Obodriten-Könige Nako und Niklot
 
Die Nakoniden waren ein elbheidnisches Adels- bzw. Fürstengeschlecht, in Nachfolge des abodritischen Samtherrscher König (lat. „regulus“ = Kleinkönig), Nakon / Nako / Nakko / Nacco (954-965/67) mit dem sich von 960 bis 1129 die vereitelten Hoffnungen eines heidnischen Gemeinwesens verbinden. Die wichtigsten Quellen für diese Dynastie sind außer Helmold Thietmar von Merseburg, Adam von Bremen sowie der Däne Saxo Grammaticus. Der Namen Nakkon erklärt sich aus ahd. nakkot = unbekleidet, nackt, entbößt, aber möglicherweise auch aus ahd. nak = Nacken, Hinterkopf im Sinne von hartnäckig, halsstarrig. Von den Herulern wissen wir, dass ihre Vorkämpfer in kultischer, gewissermaßen gottergebener Nacktheit in die Schlacht zogen; war das auch Brauch des Fürsten Nakon ?
 
„Gottschalk der Wende“ (um 1000-1066), aus dem Adelsgeschlecht der Nakoniden, hatte eine klösterliche Unterrichtung bzw. Umerziehung in Lüneburg genossen und wurde abodritischer Samtherrscher. Zuvor wurde er in England ein Gefolgsmann von König Knut dem Großen von England und Dänemark, danach Gefolgsmann von Sven Estridsson, dem späteren König von Dänemark und heiratete dessen Tochter Sigrid.
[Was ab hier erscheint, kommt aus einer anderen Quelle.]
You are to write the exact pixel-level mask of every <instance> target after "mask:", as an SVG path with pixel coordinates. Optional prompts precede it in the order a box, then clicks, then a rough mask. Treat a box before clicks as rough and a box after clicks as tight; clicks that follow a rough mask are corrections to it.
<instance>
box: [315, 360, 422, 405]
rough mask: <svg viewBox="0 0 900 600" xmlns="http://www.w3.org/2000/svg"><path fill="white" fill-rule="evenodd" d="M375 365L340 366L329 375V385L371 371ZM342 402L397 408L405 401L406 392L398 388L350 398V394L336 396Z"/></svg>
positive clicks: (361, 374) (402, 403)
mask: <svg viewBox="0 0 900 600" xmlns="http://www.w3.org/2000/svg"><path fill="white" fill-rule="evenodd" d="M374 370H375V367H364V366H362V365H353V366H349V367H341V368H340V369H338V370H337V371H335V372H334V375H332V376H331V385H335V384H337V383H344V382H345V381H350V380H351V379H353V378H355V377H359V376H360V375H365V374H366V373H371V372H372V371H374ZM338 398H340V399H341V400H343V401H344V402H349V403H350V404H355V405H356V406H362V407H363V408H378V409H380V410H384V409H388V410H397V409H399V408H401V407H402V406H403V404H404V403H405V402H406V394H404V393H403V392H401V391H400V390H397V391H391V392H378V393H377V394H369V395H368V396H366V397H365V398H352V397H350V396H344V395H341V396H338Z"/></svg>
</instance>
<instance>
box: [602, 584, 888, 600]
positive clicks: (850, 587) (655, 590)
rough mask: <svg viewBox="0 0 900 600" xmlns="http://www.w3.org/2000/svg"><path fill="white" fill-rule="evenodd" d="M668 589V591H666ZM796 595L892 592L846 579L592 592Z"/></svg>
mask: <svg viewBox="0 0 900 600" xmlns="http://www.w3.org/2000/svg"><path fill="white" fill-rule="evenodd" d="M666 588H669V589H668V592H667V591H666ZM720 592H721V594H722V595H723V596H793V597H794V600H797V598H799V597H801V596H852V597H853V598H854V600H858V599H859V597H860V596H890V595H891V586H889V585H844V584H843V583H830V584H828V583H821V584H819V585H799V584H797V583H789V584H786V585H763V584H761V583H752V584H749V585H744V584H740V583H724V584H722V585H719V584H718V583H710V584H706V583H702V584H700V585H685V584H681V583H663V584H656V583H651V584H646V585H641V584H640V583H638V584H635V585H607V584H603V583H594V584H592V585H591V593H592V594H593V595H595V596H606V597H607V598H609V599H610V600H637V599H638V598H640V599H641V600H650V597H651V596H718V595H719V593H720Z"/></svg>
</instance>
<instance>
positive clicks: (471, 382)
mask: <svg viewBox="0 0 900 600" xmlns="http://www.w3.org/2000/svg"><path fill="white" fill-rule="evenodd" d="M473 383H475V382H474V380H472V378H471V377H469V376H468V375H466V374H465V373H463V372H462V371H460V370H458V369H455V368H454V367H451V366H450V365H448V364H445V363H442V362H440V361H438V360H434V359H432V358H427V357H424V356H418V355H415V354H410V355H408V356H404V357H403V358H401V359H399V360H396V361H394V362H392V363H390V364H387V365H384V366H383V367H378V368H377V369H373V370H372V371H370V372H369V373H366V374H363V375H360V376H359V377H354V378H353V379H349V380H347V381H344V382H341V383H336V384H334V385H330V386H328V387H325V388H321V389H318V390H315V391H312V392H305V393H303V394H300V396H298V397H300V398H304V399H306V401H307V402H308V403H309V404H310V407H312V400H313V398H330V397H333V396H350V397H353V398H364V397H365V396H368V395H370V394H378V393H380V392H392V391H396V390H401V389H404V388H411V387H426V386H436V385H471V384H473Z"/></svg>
Schließlich wurde er 1066 während des heidnischen Adelsaufstandes der Obodriten wegen seines Glaubensverrats umgebracht. „Die Tochter des [christlichen] Dänenkönigs [Sigrid] wurde mit ihren Frauen in der Abodritenfeste Mecklenburg entdeckt und nackend davongejagt“ (Adam v. Bremen). Alle christlichen Geistlichen wurden vertrieben und die Kirchenbauten zerstört. Gottschalks Nachfolger wurde der heidnische Fürst Kruto aus dem Teilstamm der Wagrier. Dieser führte im gesamten Obodritenland das Heidentum wieder ein und machte es zur Pflichtreligion.
 
Wäre ebenso der Namen des Obodriten- und Wenden-Königs Niklot (1131-1160) aus dem Germanischen ableitbar ? Selbstverständlich ! Nickel ist der Name eines kleinen, aber auch eigensinnigen Menschen. Die Hexen gaben (vgl. Grimm, Mythologie, 1016) dem Teufel diesen Namen: Nickel oder Grossnickel. Zusammensetzungen mit Nickel sind: Filznickel (Geizhals), Giftnickel (galliger, zanksüchtiger Mensch), Gronickel (Murrkopf), Lausnickel und Nothnickel, der in Noth und Armuth steckt, Saunickel in der Schweiz (Gotthelf, Knecht, 82), ein schmuziger, geringer Mensch, in Baiern mit eingeschränkter Anwendung der Verlierende in einer Art von Kartenspiel, dem sogenannten Saunickeln. Ferner: Schiefernickel, ein verdriesslicher Mensch (Schiefer = Splitter); Schweinnickel (ein Unfläter), Pumpernickel (jemand, der klein ist, Kind). Odin bezeichnet sich in der Edda selbst mit einer Fülle von Namen (Gylfaginning, 20). Unter anderm sind seine Namen: Hnikar, Nikar, Nikud („der Ungestüme / Wilde“). Dass einer der im Volk tradierten Teufelsnamen Großnickel ist, weist allzu deutlich darauf hin, dass Nickel/Nikl einstmals in vorchristlich-heidnischer Zeit eine Bezeichnung für eine hochgestellte Persönlichkeit des Altglaubens gewesen sein muss. Der Konigsnamen setzt sich zusammen aus Nikl und Od, also der Ot/Od-Nikl, woraus zu entnehmen wäre, dass noch im Namen des letzten Obodriten-Herrschers die religionsbezogene Od-Ehrung zu Tage tritt. Mit dem monumentalen Reiterstandbild an der Fassade des Schweriner Schlosses haben wir meines Erachtens nach den ehrenwerten letzten König der althistorischen ODING'schen Volks- und Glaubensgemeinschaft vor uns !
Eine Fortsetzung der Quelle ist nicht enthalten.